Now the “integration” database is your canary. If a developer commits a bad SQL script the canary database will blow up. An appropriate notification should be fired off and now the top priority is fixing the source code. Since whatever you are doing holds no value if the source code doesn’t even compile. If you do this, you will be able to legitimately claim that your shared dev (integration) database demonstrates continuous integration.

This will encourage good practices, enforce legal SQL syntax, and ensure that the source code truly is the sole source of truth.
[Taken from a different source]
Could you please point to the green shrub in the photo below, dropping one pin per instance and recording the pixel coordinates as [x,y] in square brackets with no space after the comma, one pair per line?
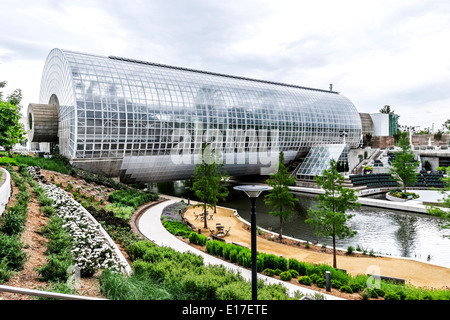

This is a great foundation, enabling you to start thinking about automated deployments to other environments (Test, Prod etc) and a proper automated database testing strategy.

If you were to move to dedicated databases and a sensible source control/branching strategy you would see:

  • A significant reduction in the amount of garbage test code and partially finished work on your dev server.
  • You would be much more confident that the code on your dev server matches the code on the production server because both were deployed from the same source.
  • Your dev team will no longer be bottlenecked by tickets submitted to the DBA team and the DBA team would get bothered less by devs about dev DB issues.
  • It will become much easier to manage changes from different development streams.
  • Your deployments would become much simpler because it will be easier to call out which changes need to be deployed. And hence your production deployments will become simpler and more reliable.
  • You’ll be able to scale your database development and velocity much more easily.
  • It will become more important to manage test data properly, but that’s always been important.
  • You will be conforming with industry standard approaches for managing source code.
  • Developer’s may become more restricted on the quantity of data in their dev database. This is a pain but should encourage better development and testing practices. On balance, it’s a small price to pay given the benefits.